Megan Rooney (5M) and Ross Grant (6L) joined 200 young people from central Scotland in a History lesson they will never forget. The senior pupils have returned from an emotional pilgrimage to the infamous Nazi death camps in Auschwitz, Poland as part of the Lessons from Auschwitz project led by the Holocaust Educational Trust.
Prior to their visit, Megan and Ross took part in an Orientation Seminar for the once in a lifetime opportunity to hear the incredible story of a Holocaust survivor first hand. Eva Clarke shared the story of her mother, an inmate and survivor of the Nazi death camps and of her own story of fate and good fortune to have been one of only a few babies to survive being born in a concentration camp. The heart-touching story evoked an emotional response from the audience and added a personal perspective to the events and atrocities of the Holocaust the pupils had previously studied from textbooks, films and photographs.
On arriving in Poland, Megan and Ross explored the camps and prison cells at Auschwitz I which have now been dedicated to a museum housing the evidence of the atrocities. This includes a display of human hair, spectacles, luggage and prosthetic limbs to name but a few. The visit inside the gas chamber and the nearby crematorium, offered a chance to reflect on the terror felt by the inmates who met their untimely and inhumane end in the “showers of death”. The scale of the exhibits merely touches upon the scale of the mass murder experienced by the inmates in Auschwitz alone, not to mention the other Nazi death camps elsewhere in Poland.
The tour continued in the afternoon to Auschwitz- Birkenau. The sight alone of the railway tracks leading into “the gates of hell” sparked an emotional response from many students. Megan and Ross walked along the infamous railway tracks which brought many innocent men, women and children to their fate. During World War Two over one million people were killed in Auschwitz- Birkenau including Jews, political prisoners, and Soviet prisoners of war. The calm but vivid imagery of the tour guide brought the fear and terror of the inmates to life in a haunting thought of the millions who had passed through the gates of Auschwitz- Birkenau under the chilling and much feared presence of the Nazi guards. The day ended with a moment of reflection with a short service of memorial and a candle lighting ceremony led by Rabbi Barry Marcus. Megan and Ross agreed that this was an appropriate and touching end to their visit.

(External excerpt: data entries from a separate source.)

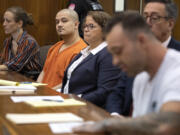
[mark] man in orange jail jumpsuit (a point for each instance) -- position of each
(60, 54)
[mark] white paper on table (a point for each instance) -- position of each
(17, 99)
(60, 128)
(42, 118)
(17, 89)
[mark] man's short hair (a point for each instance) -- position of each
(132, 23)
(73, 14)
(170, 7)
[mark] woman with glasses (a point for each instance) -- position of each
(21, 51)
(91, 74)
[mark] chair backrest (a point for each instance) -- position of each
(43, 53)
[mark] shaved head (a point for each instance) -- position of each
(71, 13)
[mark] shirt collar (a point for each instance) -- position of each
(165, 43)
(98, 48)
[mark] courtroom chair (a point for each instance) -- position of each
(43, 54)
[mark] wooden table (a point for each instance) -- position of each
(88, 112)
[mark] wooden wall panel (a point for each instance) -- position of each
(43, 12)
(176, 30)
(108, 5)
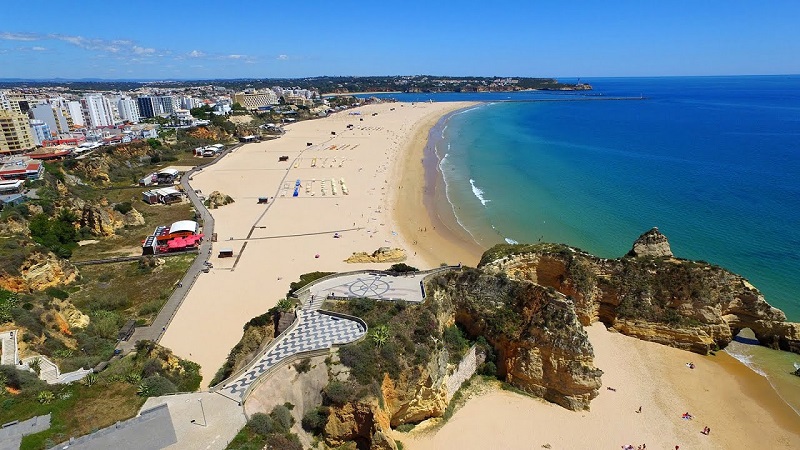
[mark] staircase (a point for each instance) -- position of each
(10, 353)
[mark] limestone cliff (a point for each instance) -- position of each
(541, 345)
(100, 219)
(650, 294)
(37, 272)
(651, 243)
(133, 218)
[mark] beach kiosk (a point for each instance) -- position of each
(168, 175)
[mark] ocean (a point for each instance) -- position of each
(713, 162)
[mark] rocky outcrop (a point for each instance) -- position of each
(70, 314)
(541, 345)
(364, 423)
(133, 218)
(100, 220)
(383, 254)
(651, 243)
(37, 272)
(650, 294)
(217, 199)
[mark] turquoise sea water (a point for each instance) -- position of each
(713, 162)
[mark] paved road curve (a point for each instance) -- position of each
(156, 330)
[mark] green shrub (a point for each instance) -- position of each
(303, 366)
(124, 207)
(361, 360)
(282, 418)
(261, 423)
(57, 293)
(156, 386)
(314, 420)
(287, 441)
(338, 393)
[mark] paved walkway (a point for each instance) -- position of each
(48, 372)
(376, 285)
(11, 436)
(151, 429)
(10, 354)
(314, 330)
(155, 331)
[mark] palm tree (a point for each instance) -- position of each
(380, 335)
(45, 397)
(90, 379)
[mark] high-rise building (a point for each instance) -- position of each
(15, 132)
(146, 107)
(53, 117)
(256, 99)
(40, 131)
(166, 104)
(96, 111)
(128, 109)
(189, 102)
(76, 112)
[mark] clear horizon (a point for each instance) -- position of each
(165, 41)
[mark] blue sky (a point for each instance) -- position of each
(236, 39)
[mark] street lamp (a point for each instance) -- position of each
(205, 424)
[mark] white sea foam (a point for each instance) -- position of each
(744, 358)
(478, 192)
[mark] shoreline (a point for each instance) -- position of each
(426, 189)
(433, 234)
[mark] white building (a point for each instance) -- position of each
(96, 111)
(128, 109)
(76, 113)
(40, 131)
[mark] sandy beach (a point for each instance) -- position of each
(738, 405)
(274, 244)
(395, 199)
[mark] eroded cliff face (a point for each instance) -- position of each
(37, 272)
(364, 423)
(542, 347)
(650, 294)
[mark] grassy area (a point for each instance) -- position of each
(116, 394)
(128, 240)
(134, 290)
(76, 410)
(268, 431)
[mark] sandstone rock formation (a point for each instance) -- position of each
(686, 304)
(383, 254)
(37, 272)
(101, 221)
(217, 199)
(72, 315)
(541, 345)
(651, 243)
(364, 423)
(133, 218)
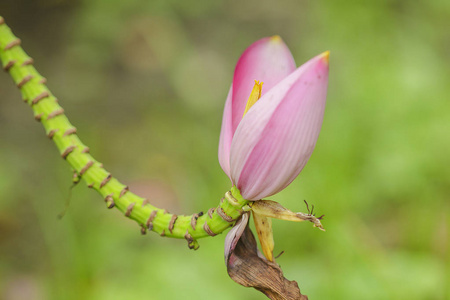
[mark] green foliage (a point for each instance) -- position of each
(144, 82)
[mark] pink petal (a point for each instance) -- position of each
(277, 136)
(268, 60)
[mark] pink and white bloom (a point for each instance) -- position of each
(264, 150)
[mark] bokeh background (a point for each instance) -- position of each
(145, 83)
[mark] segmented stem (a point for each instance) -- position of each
(58, 128)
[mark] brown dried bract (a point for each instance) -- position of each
(246, 268)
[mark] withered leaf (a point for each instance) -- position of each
(248, 269)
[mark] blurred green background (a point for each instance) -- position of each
(145, 83)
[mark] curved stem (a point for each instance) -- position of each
(58, 128)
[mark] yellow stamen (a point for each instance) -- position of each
(254, 96)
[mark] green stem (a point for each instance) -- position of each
(58, 128)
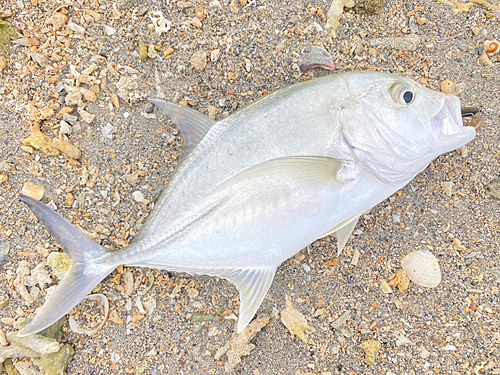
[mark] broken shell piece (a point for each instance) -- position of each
(315, 57)
(335, 13)
(76, 28)
(423, 268)
(161, 24)
(100, 298)
(491, 46)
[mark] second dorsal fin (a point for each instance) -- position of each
(192, 124)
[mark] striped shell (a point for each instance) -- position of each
(423, 268)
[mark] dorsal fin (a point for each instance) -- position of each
(192, 124)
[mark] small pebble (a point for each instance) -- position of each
(106, 131)
(90, 96)
(70, 118)
(448, 87)
(199, 60)
(73, 98)
(65, 128)
(447, 187)
(67, 148)
(138, 196)
(32, 190)
(109, 30)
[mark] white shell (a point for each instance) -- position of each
(423, 268)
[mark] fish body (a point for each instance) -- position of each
(255, 188)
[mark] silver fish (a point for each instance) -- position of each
(255, 188)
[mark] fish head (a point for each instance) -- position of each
(396, 127)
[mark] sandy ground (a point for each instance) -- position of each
(451, 329)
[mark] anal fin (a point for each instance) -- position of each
(252, 283)
(344, 233)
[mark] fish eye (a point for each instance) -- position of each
(402, 93)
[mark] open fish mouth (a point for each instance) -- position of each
(448, 127)
(449, 119)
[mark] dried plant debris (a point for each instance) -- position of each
(7, 33)
(401, 280)
(407, 43)
(340, 325)
(369, 7)
(160, 23)
(315, 57)
(371, 348)
(4, 251)
(459, 6)
(493, 188)
(240, 344)
(335, 13)
(295, 321)
(43, 348)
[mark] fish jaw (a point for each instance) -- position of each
(448, 128)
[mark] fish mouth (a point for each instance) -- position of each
(447, 124)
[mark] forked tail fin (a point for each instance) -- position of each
(89, 267)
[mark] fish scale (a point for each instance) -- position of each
(253, 189)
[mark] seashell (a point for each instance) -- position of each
(99, 298)
(448, 87)
(315, 57)
(423, 268)
(491, 46)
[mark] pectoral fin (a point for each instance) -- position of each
(309, 171)
(192, 124)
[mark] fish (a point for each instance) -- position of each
(253, 189)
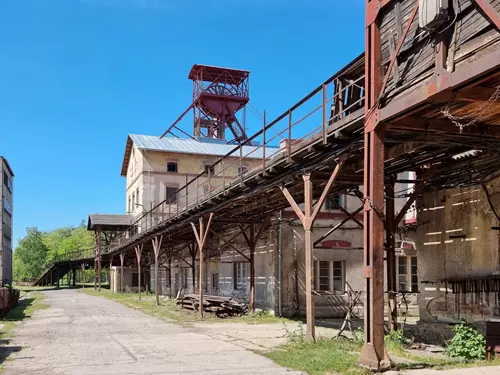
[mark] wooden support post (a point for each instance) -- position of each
(390, 238)
(122, 260)
(201, 237)
(138, 253)
(307, 218)
(374, 354)
(156, 248)
(83, 275)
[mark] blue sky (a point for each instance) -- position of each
(77, 76)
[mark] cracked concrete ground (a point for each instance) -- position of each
(81, 334)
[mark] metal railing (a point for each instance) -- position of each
(332, 101)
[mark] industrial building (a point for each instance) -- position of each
(418, 107)
(6, 215)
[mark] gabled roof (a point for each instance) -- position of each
(204, 146)
(109, 222)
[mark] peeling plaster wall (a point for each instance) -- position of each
(463, 212)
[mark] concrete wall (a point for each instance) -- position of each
(223, 265)
(6, 219)
(457, 212)
(116, 281)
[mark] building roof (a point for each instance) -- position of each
(204, 146)
(109, 222)
(7, 165)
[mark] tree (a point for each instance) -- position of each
(30, 256)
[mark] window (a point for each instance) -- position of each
(171, 194)
(329, 276)
(402, 273)
(240, 275)
(323, 275)
(414, 275)
(7, 206)
(184, 277)
(7, 181)
(208, 169)
(215, 283)
(242, 170)
(407, 274)
(333, 202)
(135, 280)
(172, 167)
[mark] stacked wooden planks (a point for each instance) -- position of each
(220, 306)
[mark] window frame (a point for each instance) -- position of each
(333, 265)
(208, 170)
(330, 199)
(409, 278)
(174, 201)
(240, 275)
(172, 163)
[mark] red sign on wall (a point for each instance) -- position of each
(332, 244)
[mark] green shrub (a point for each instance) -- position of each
(467, 344)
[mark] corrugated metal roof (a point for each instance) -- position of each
(200, 147)
(109, 221)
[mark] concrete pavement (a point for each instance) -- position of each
(81, 334)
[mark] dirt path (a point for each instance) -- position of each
(81, 334)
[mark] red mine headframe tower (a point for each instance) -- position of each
(219, 94)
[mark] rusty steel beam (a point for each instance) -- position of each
(228, 243)
(350, 216)
(391, 226)
(138, 253)
(122, 259)
(201, 237)
(437, 87)
(443, 127)
(490, 12)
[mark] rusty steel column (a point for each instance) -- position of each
(83, 275)
(390, 238)
(252, 267)
(373, 354)
(122, 260)
(98, 245)
(138, 253)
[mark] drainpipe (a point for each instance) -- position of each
(280, 265)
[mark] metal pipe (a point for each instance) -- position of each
(280, 265)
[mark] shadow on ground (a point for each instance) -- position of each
(16, 314)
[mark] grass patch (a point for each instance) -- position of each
(168, 310)
(325, 356)
(28, 303)
(329, 356)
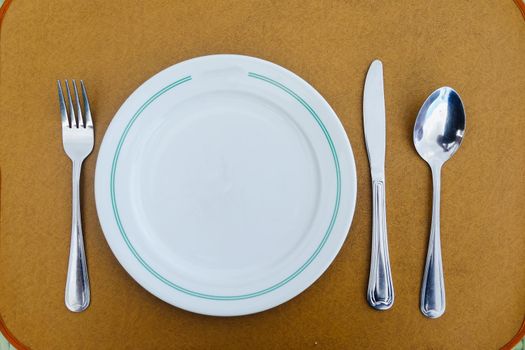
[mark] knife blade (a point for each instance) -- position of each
(380, 294)
(374, 119)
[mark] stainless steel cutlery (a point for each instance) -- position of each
(438, 133)
(77, 138)
(380, 293)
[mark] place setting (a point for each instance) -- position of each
(226, 185)
(261, 175)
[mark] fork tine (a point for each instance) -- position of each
(87, 109)
(74, 123)
(79, 110)
(62, 104)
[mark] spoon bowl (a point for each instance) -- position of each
(440, 126)
(438, 133)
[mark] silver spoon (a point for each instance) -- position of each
(438, 132)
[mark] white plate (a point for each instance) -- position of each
(225, 185)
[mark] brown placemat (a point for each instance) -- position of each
(116, 45)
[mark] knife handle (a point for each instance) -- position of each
(380, 287)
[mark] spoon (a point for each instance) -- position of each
(438, 133)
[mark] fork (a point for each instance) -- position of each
(77, 137)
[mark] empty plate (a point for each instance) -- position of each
(225, 185)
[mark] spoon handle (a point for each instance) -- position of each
(433, 287)
(380, 293)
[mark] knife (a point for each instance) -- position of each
(380, 293)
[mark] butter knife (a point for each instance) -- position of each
(380, 293)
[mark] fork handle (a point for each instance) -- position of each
(380, 293)
(77, 295)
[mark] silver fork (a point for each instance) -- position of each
(77, 137)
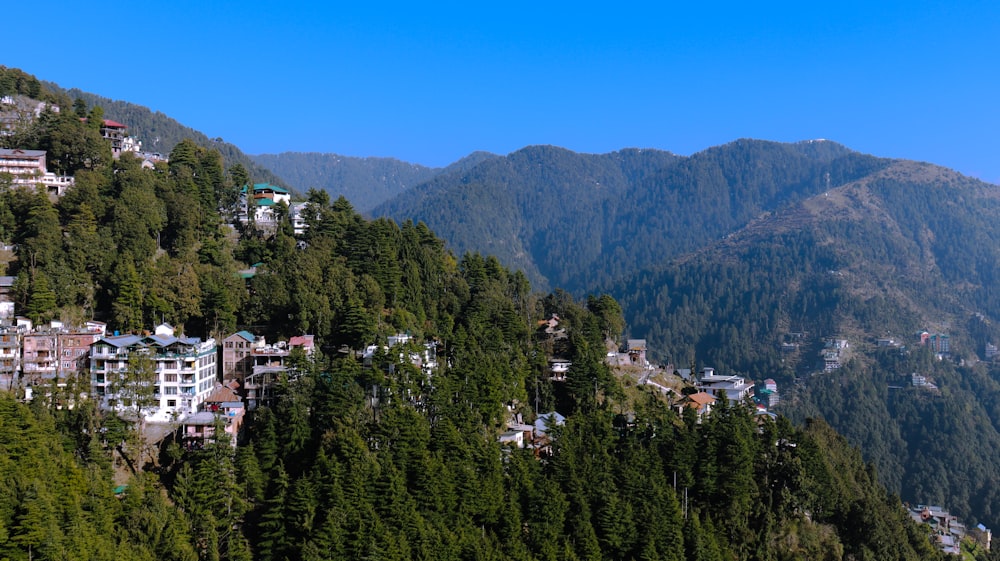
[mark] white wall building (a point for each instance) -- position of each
(185, 372)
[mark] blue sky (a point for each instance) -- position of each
(432, 83)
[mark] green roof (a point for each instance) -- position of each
(246, 335)
(268, 186)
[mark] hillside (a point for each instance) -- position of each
(161, 133)
(908, 248)
(365, 182)
(576, 220)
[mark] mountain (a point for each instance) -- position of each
(908, 248)
(160, 133)
(578, 220)
(365, 182)
(719, 258)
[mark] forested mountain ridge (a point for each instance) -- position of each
(380, 460)
(576, 220)
(161, 133)
(910, 247)
(365, 182)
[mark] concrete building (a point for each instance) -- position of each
(735, 388)
(57, 352)
(28, 169)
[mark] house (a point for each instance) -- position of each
(305, 342)
(940, 343)
(10, 354)
(223, 407)
(768, 396)
(267, 364)
(57, 352)
(559, 367)
(236, 362)
(258, 203)
(114, 133)
(700, 402)
(24, 165)
(513, 438)
(184, 373)
(636, 349)
(735, 388)
(546, 421)
(28, 169)
(296, 211)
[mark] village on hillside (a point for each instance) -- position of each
(193, 390)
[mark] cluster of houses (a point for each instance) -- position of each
(28, 168)
(186, 371)
(947, 531)
(258, 203)
(709, 387)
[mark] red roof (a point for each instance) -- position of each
(222, 394)
(301, 341)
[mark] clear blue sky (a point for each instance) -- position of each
(430, 83)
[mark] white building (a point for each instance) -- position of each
(735, 388)
(185, 372)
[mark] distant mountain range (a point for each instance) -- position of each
(160, 133)
(720, 257)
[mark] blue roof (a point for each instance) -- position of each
(246, 335)
(268, 187)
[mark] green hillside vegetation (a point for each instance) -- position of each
(578, 220)
(387, 461)
(909, 248)
(365, 182)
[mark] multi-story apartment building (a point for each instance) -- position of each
(236, 361)
(57, 352)
(184, 373)
(27, 168)
(268, 362)
(10, 354)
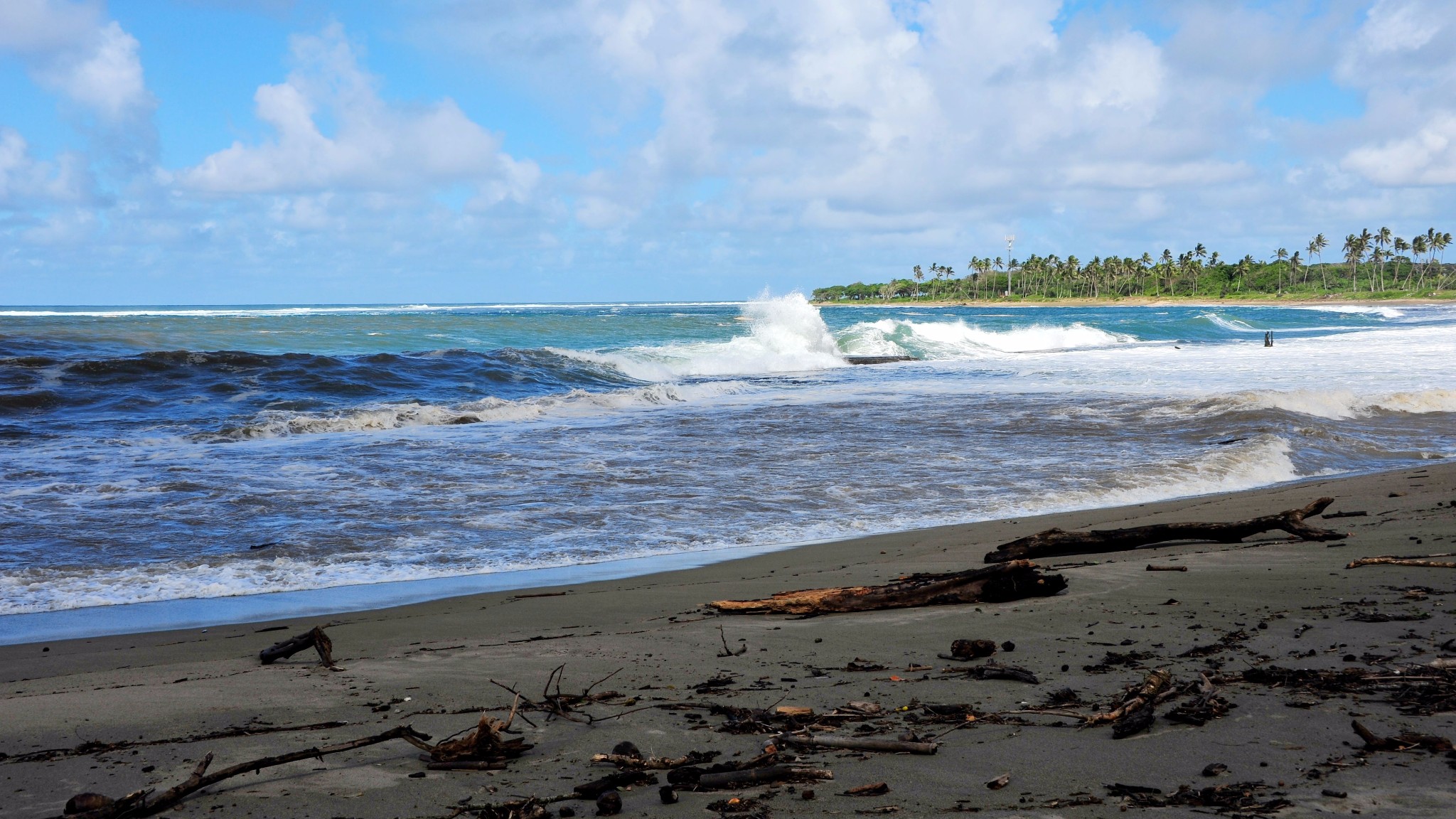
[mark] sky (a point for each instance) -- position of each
(166, 152)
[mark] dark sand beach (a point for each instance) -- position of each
(1261, 604)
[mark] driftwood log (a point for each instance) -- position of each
(855, 744)
(139, 805)
(1389, 560)
(1146, 694)
(314, 638)
(655, 763)
(753, 776)
(1001, 583)
(1056, 542)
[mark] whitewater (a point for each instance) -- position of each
(164, 454)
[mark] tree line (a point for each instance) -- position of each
(1372, 262)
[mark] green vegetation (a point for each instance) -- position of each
(1375, 266)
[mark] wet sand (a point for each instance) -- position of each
(432, 665)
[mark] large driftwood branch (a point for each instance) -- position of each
(137, 805)
(1143, 695)
(1413, 560)
(753, 776)
(1054, 542)
(1001, 583)
(314, 638)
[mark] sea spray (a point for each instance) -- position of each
(960, 340)
(143, 455)
(785, 336)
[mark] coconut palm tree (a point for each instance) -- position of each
(1317, 248)
(1439, 244)
(1403, 248)
(1354, 251)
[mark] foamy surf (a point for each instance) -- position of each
(1260, 462)
(577, 402)
(785, 336)
(960, 340)
(418, 442)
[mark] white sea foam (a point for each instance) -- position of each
(1374, 311)
(960, 340)
(1346, 404)
(577, 402)
(1258, 462)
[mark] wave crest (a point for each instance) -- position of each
(960, 340)
(273, 423)
(785, 336)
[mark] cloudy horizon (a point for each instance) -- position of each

All of the young people who took part in the Lessons from Auschwitz programme arrived with a textbook understanding of the Holocaust and what happened in the camps. They have now witnessed first-hand the extremes that humanity can sink to under the hands of a powerful and evil regime. Megan and Ross will now work in school as Ambassadors for the Holocaust Educational Trust and will complete a Next Steps Project in which they pass on the lessons they have learned from their involvement in the programme. This will include a focus on a presentation and lesson delivered to lower school pupils focussing on the theme of prejudice, racism and tolerance. The experience is sure to be one lesson from history that Megan and Ross will never forget.